I am not going to look at what led to insurgencies in many of these states but I want us to be aware of what the people suffered as a consequence. There are horrific tales of torture, killings, illegal detentions, rapes, and destruction of villages that took place during those years. We know how the memory still lingers and how some militant group or the other can still and does attempt to stoke the fires now and then. It took remarkable decisions from both sides to work out peaceful settlements and to ensure that we could go beyond those years to a life of peace and possibilities. This project is still not complete as we know, and we also know that things can slip back fairly quickly.
It is in this context that I want to write about Temsula Ao (1945-2022). She was born and died in October, and I began to write this last month. She is one of our major writers in English, and would always introduce herself as an Indian English writer. She was our first Naga writer in English, and this is significant because her Naga identity is a major preoccupation in her poetry, fiction and non-fiction. To read Temsula Ao is to read the Northeast (but she hated this homogenisation of all tribes and lands of the region) and our tangled and violent history. Temsula Ao speaks to us with clarity and compassion even while she records what has been done to the region and its peoples.

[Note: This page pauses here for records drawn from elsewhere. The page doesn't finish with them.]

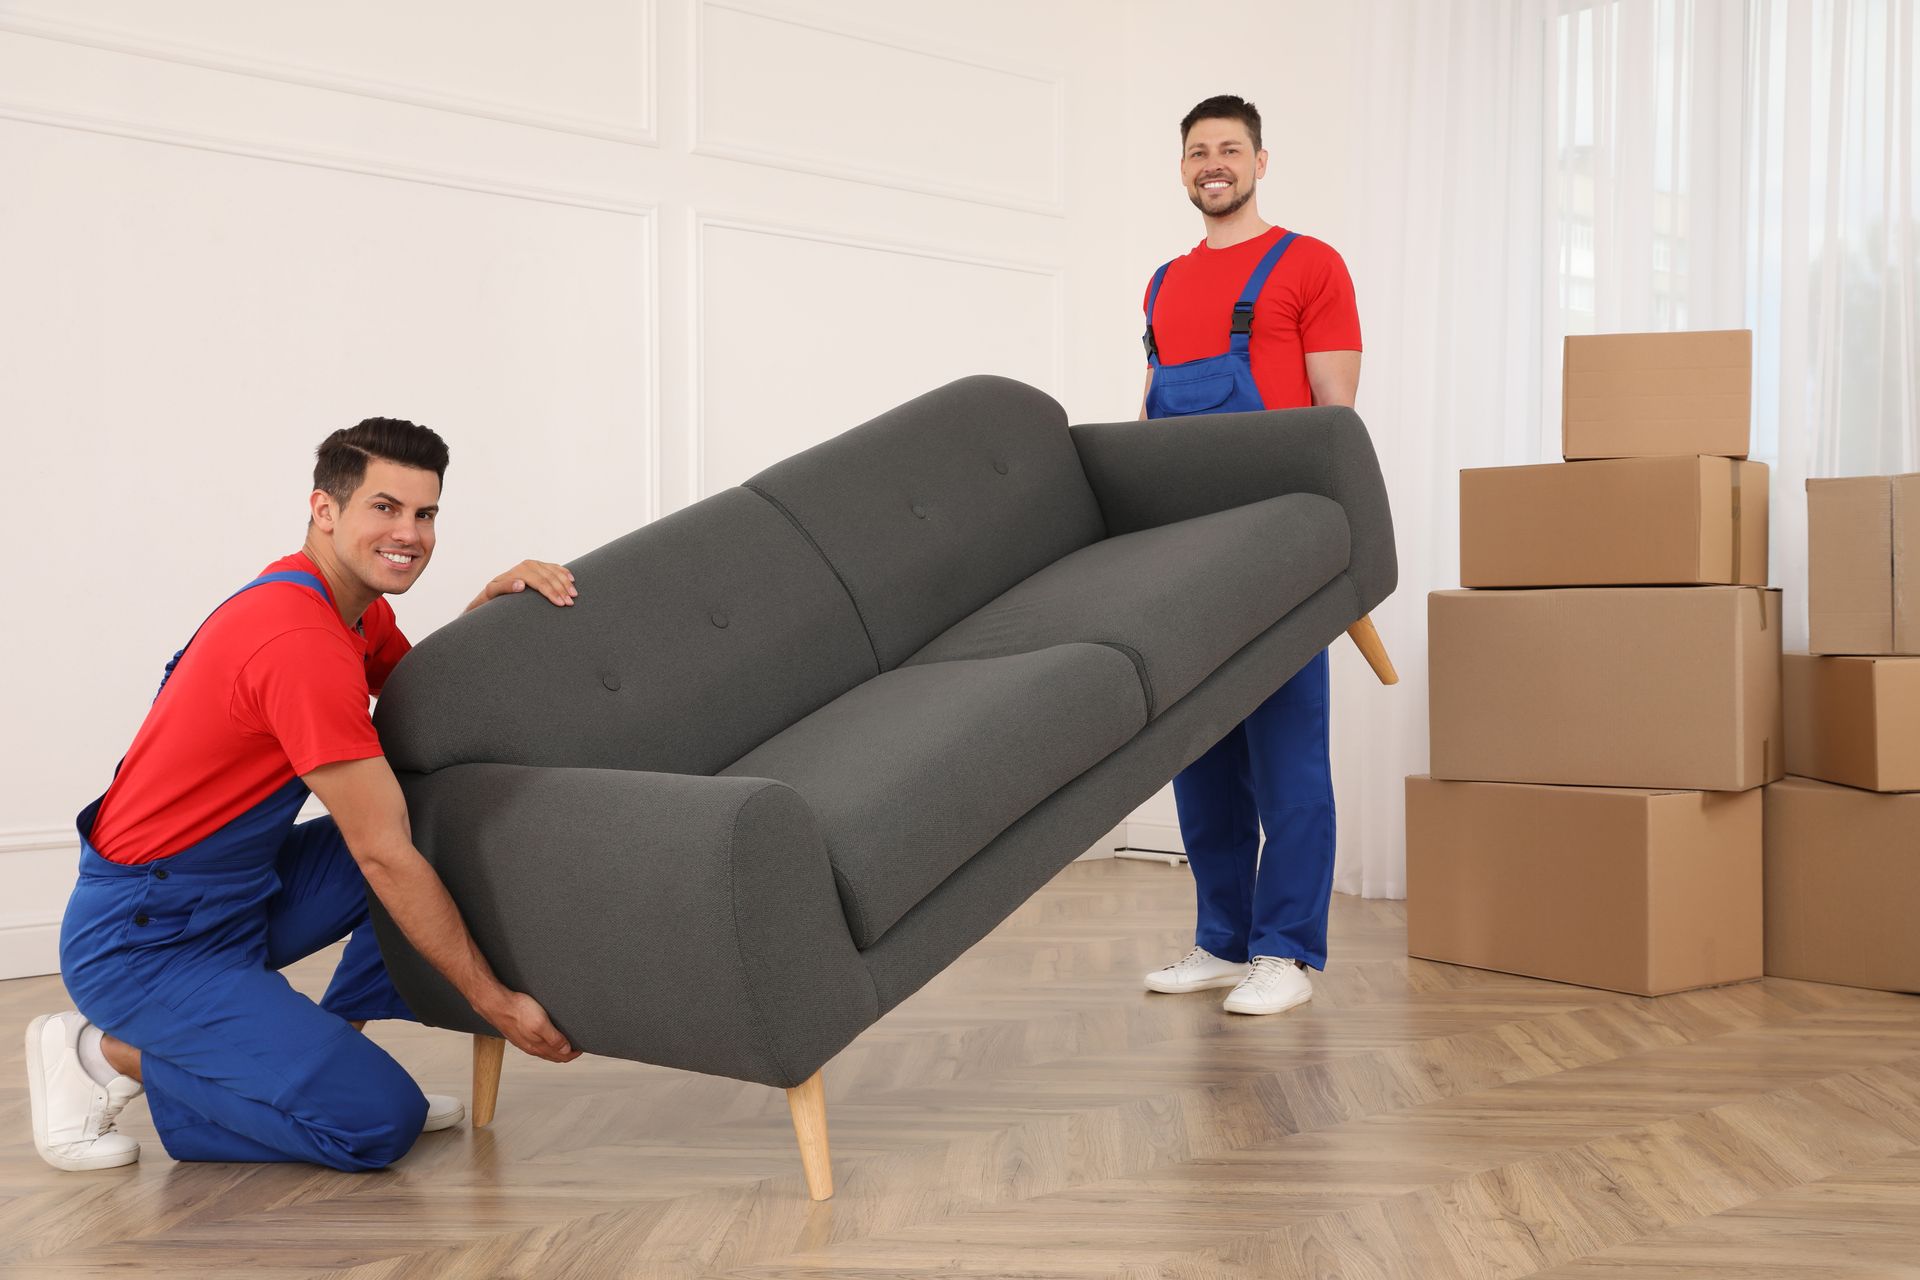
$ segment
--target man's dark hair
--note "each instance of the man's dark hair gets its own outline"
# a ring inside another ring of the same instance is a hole
[[[1187,112],[1187,118],[1180,122],[1180,146],[1183,150],[1187,145],[1187,135],[1202,120],[1238,120],[1247,126],[1247,136],[1253,139],[1253,149],[1260,150],[1260,109],[1245,98],[1231,93],[1215,94]]]
[[[447,442],[402,418],[368,418],[334,432],[313,451],[313,487],[344,503],[367,478],[367,460],[384,458],[447,478]]]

You have to read her collections of short stories — ‘These Hills Called Home: Stories from the War Zone’ (2005) and ‘Laburnum for my Head’ (2009) — to understand how violence rocked their world and had a lasting impact on ordinary people. In the first, she writes with great simplicity, directly, as if she is simply reporting as an observer on events as they happened during the war that laid waste to her land and countless lives. She shows us the actions and instruments of the state with an unblinkered and unblinking vision. No one can read this book without being affected by it, especially, I would think, those who participated in the conflict from one side or the other. The second collection is about the effect of all this on ordinary people. In her third collection, ‘The Tombstone in my Garden: Stories from Nagaland’ (2022), Temsula Ao depicts the heritage of the Naga people, their myths and practices.
The last is the subject matter of her seven collections of poems. She gives us intensely personal poems even as she forges connections to the past and present of her community, to its myths and culture. It is the community that offers succour to the individual with her trials and tribulations, the community that must be celebrated. But it is that very community that had faced so much violence, including in colonial times with the coming of the missionaries.
Temsula Ao gave voice to the Nagas, to their suffering, to their sense of identity, to the violence inflicted on them. But in doing so, she forgives, she moves on, showing true generosity of spirit. She has a simple lesson — never forget because there are lessons to be learned. But forgive. And celebrate your uniqueness.